Taken together, these results suggest that though telemedicine could provide an opportunity to extend the temporal and physical boundaries of care in SNFs, in practice this did not happen consistently.2,18,23 One exception may be in rural areas with a shrinking physician workforce, where telemedicine might be the only feasible option for receiving timely care.18,33 We found that clinicians using the most telemedicine were more likely to serve rural areas and visited more SNFs. Access to mental health care was also particularly important as depressive symptoms increased in nursing home residents during the pandemic, likely as a result of restricted visiting and increased isolation.34,35
Telemedicine use was also highly concentrated among a small group of clinicians, suggesting that staff and clinician preferences were likely an important driver in the magnitude of telemedicine implementation.
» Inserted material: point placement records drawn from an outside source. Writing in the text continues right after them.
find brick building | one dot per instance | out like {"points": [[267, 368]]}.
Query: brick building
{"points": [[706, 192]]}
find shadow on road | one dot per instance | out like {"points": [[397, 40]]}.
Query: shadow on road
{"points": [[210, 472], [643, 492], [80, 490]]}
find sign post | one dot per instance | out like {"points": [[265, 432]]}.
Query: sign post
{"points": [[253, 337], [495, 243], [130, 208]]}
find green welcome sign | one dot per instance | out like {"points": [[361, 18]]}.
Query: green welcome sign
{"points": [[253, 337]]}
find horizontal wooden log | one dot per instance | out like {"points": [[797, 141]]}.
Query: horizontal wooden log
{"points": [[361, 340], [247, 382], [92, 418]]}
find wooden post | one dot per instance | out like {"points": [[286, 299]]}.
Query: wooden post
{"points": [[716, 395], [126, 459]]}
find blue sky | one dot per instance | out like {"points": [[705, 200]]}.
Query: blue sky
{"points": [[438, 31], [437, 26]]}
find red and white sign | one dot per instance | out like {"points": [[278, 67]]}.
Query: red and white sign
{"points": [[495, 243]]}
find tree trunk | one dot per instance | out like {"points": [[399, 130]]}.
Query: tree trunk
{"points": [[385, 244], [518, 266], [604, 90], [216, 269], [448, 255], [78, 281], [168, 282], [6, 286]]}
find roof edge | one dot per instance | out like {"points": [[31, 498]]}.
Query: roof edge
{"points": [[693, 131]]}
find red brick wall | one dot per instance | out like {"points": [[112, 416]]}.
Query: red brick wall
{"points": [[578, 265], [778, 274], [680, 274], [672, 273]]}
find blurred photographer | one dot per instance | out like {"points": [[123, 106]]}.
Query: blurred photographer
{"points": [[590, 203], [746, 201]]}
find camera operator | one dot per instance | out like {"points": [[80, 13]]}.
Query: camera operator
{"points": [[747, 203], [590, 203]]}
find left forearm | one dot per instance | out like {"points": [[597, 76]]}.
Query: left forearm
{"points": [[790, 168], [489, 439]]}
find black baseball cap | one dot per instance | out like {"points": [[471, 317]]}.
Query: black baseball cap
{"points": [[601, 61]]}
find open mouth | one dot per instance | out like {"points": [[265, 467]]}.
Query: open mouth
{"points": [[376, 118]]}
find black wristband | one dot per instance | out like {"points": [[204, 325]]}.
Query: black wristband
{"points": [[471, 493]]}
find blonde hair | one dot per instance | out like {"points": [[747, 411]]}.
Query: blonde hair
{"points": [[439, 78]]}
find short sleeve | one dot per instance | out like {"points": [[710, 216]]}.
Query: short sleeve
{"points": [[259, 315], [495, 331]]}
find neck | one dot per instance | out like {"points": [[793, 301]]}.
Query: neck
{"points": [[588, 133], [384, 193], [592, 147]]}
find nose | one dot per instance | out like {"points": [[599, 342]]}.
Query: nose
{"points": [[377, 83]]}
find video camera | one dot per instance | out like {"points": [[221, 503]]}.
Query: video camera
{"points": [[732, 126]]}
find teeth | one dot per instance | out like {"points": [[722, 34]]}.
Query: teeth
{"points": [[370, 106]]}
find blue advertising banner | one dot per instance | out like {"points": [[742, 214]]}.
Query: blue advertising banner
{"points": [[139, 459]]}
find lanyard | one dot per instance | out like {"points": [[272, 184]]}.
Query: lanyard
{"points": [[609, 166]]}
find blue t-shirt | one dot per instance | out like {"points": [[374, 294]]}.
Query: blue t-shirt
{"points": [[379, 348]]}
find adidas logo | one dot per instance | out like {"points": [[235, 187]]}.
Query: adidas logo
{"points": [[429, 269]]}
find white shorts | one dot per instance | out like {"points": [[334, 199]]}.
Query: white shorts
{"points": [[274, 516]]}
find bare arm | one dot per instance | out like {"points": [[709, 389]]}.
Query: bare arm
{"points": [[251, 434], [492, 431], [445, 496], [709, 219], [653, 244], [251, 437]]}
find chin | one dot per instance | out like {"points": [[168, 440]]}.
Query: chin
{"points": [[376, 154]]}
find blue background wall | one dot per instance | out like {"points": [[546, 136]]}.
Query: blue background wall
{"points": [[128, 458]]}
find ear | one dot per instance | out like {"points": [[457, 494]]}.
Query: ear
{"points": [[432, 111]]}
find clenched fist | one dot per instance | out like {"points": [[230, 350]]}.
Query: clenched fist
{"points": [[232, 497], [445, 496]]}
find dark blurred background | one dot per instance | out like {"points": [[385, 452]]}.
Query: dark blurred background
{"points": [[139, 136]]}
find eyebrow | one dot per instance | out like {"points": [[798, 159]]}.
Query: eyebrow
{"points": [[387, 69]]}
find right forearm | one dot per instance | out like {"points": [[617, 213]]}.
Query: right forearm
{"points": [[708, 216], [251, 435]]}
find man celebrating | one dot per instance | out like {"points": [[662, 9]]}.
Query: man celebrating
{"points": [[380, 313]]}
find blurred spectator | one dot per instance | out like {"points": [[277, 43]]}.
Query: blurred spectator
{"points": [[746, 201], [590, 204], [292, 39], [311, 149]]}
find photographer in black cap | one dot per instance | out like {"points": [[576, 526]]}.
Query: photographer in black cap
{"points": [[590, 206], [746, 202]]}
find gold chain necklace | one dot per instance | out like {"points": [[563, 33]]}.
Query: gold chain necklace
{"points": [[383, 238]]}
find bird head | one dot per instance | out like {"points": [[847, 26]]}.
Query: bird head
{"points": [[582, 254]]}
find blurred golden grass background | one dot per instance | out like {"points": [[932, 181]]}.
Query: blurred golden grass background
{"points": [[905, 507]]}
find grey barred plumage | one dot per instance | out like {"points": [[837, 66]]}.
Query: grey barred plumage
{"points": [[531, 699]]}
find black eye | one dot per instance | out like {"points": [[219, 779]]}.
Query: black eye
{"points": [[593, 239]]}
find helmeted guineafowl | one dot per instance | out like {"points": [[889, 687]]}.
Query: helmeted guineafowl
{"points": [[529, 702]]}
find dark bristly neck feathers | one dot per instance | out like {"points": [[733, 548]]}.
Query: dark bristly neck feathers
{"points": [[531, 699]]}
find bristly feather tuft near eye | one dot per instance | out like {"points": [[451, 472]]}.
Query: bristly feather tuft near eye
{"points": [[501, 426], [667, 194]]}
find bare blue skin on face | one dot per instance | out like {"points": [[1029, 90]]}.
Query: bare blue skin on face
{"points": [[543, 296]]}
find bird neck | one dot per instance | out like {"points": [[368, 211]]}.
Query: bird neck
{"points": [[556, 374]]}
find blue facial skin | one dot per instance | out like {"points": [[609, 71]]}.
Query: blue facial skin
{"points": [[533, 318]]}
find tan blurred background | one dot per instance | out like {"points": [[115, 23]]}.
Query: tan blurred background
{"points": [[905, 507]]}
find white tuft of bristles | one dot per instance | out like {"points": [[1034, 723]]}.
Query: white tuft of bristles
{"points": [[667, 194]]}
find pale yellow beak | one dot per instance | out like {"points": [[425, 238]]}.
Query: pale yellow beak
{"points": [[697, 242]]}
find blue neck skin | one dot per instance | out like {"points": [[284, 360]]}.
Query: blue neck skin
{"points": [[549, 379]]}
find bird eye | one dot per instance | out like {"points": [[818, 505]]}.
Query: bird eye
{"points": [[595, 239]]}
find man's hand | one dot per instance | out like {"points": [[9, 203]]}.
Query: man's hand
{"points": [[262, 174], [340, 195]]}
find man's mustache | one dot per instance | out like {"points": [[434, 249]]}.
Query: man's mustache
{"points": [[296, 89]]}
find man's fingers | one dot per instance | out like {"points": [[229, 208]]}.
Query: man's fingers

In a small qualitative study, SNF staff deemed that telemedicine visits of routine care were inferior to a physician actually visiting the facility and noted that telemedicine encounters increased staff workload because of new and redundant tasks that were not offset with reduction in other responsibilities.18 In interviews, physicians practicing at SNFs also noted that while organization resources are critical, staff time to prepare for and facilitate a telemedicine encounter is an even larger bottleneck.36 Increased workload combined with staffing shortages, preferences of the older patients typically residing in nursing homes,37,38 and a lack of investment in technology18,39 could have led to telemedicine being used only transiently in 2020 to 2021.
Limitations
Our study has limitations. First, we report telemedicine use only in Medicare fee-for-service beneficiaries, so these results may apply less to residents with different coverage policies, such as Medicare Advantage or Medicaid. Second, we relied on a broad set of indicators in Medicare claims to define telemedicine visits. However, these indicators do not capture the diversity of visit formats, ranging from audio-only calls to technology-facilitated remote physical examinations. We also could not capture other remote services, such as phone consultations directly between a physician and nurse. Third, we are not able to draw causal conclusions of how telemedicine influenced residents’ care and outcomes, as its adoption was most likely nonrandom, particularly in scenarios with existing pre-trends.
Conclusions
This study found that although virtually all policy barriers to telemedicine use in SNFs were removed at the start of the pandemic in 2020, its use remained concentrated in a small proportion of SNFs, especially in 2021 to 2022. We found preliminary evidence that telemedicine adoption might be associated with some changes in patterns of clinical care, potentially leading to improved access to specialty care. Continued reimbursement of telemedicine services in SNFs thus has a potential to improve resident care without substantially increasing its overall volume.